Disruptors, Big Data, and FinTech have all become a part of our vocabulary over the last year or two. A company that doesn’t own any hotels, can give stiff competition (and attain much higher market valuations in the process) to one that is established in the hospitality industry and has thousands of properties worldwide.
Most of the disruptors we have seen in the last few years, have been technology (or IT) enabled companies, identifying the pain points within an industry, creating a much easier platform to link the demand and supply, and offering value-added services at the same time. While we have seen major impacts from these in the transport, hospitality, and social networking, the impact on the finance industry has not yet reached such a dramatic extent.
Things are however looking to change soon. The number of FinTech companies crossed the 1,000 mark in 2016 with more than US$100 bn in funding and US$870 bn in market valuation. The investment in FinTech more than doubled from 2014 to 2015. The number of companies offering new services, enabled through the use of IT – predictive analytics, intelligent algorithms, simplified platforms reaching an untapped customer base is increasing at a rapid pace. These companies cover a big part of the entire finance value chain, be it crypto-currencies, security, banking and payment, financing, investments, wealth management or insurance.
We have seen the rise of WeChat Pay by Tencent and Alipay by Alibaba group in the recent years. These services have not only revolutionized the way users perform online transactions, but also the way banks operate in order to provide services that are used by the end customer. In the cases above, it has been in some instances more important for the banks to enable a link through the payment application in a convenient way, than to have an online platform that is convenient to use – as users do not go through the usual banking platform anymore! The question I guess we all have is, what is next?
We have on our hands a magnitude of services which will be largely automated, significantly faster, and devoid of the possibility of human errors.
One of the important factors in the finance industry is the data available. This can be classified as structured and unstructured. Data in excel sheets, databases, and collected through other means is considered as structured data. This is used quite extensively among other things to manage existing clients, build up risk profiles, provide customized solutions, identify and pursue new clients, and so on. The unstructured data on the other hand is the information that exists on social media networks, email correspondences, and website content and is hard to use. With the developments in big data analytics, increased computing power, and capabilities to extract meaning and structure out of seemingly unorganized data, the intelligence that can be used to provide better, more effective, and faster services will be one of the key success factors.
Major companies across the world have in the recent years moved to or adopted the position of a Chief Data Officer or a CDO, with the aim of harmonizing the available data, synchronizing the multiple platforms they may be working on, and creating a vast database that can be used to provide the intelligence, in turn to be used to create a differentiating factor. Adding on the capabilities of big data analytics – using machine learning, AI, and feeding large sets of data to the self-learning algorithms, we have on our hands a magnitude of services which will be largely automated, significantly faster, and devoid of the possibility of human errors.
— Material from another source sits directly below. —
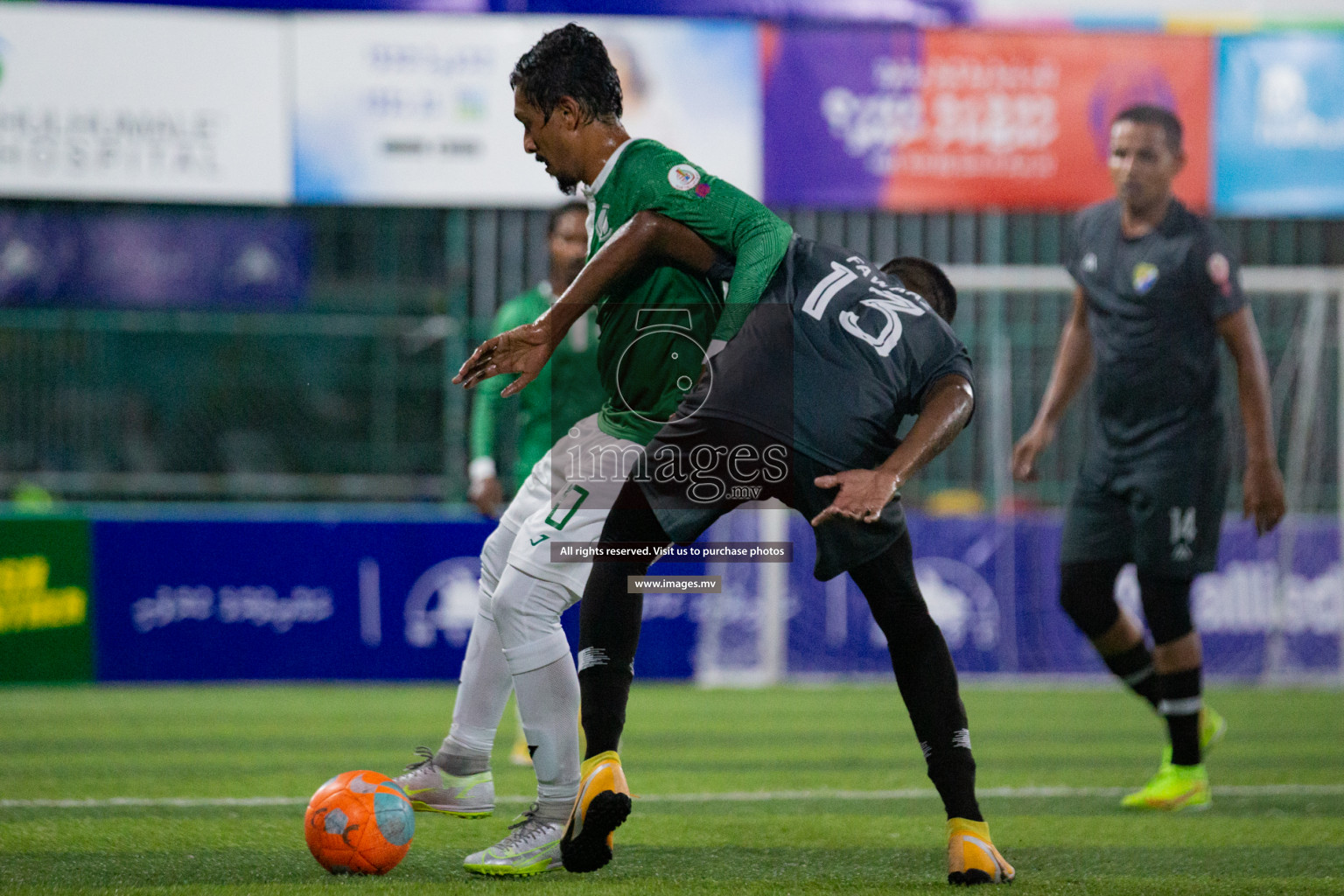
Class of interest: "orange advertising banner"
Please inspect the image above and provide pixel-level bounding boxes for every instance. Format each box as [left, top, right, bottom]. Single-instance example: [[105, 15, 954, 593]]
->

An example of such a service is evaluation of credit worthiness of a potential customer seeking a loan from a financial institution. A platform provides the service of collecting data from the customer, puts it through an intelligent tool, and compares it to thousands of sets of data previously collected and fed to the tool. In addition, the tool uses the information collected from systematic analysis of the unstructured data available on the customer – and churns out a recommendation based on the risk factors suggesting the credit worthiness in a matter of minutes! This is a simple example of creating convenience for the customer and reducing hours of work for the financial institution. Taking it further with even more sophisticated tools and intelligent algorithms – the services financial institutions provide for investments and wealth management will look very different from what it is now and have huge implications on the entire industry.
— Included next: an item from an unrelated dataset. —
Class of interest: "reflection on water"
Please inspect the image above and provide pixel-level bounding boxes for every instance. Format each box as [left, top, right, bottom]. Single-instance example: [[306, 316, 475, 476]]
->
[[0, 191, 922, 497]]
While the gap between the demand and availability of people with the required set of skills is still closing, with the solutions and focus on this area in the current environment, it is surely catching up. The downturn in major economies and industries in the recent years has put pressure on the financial industry as well. With the opportunities for expansion and outward growth reducing, the other way to increase profitability and shareholder value is to look internally for operational efficiencies. And this is again a key factor which will drive companies to explore and exploit the benefits available through the use of “IT”, in order to meet the expectations in terms of increasing profitability.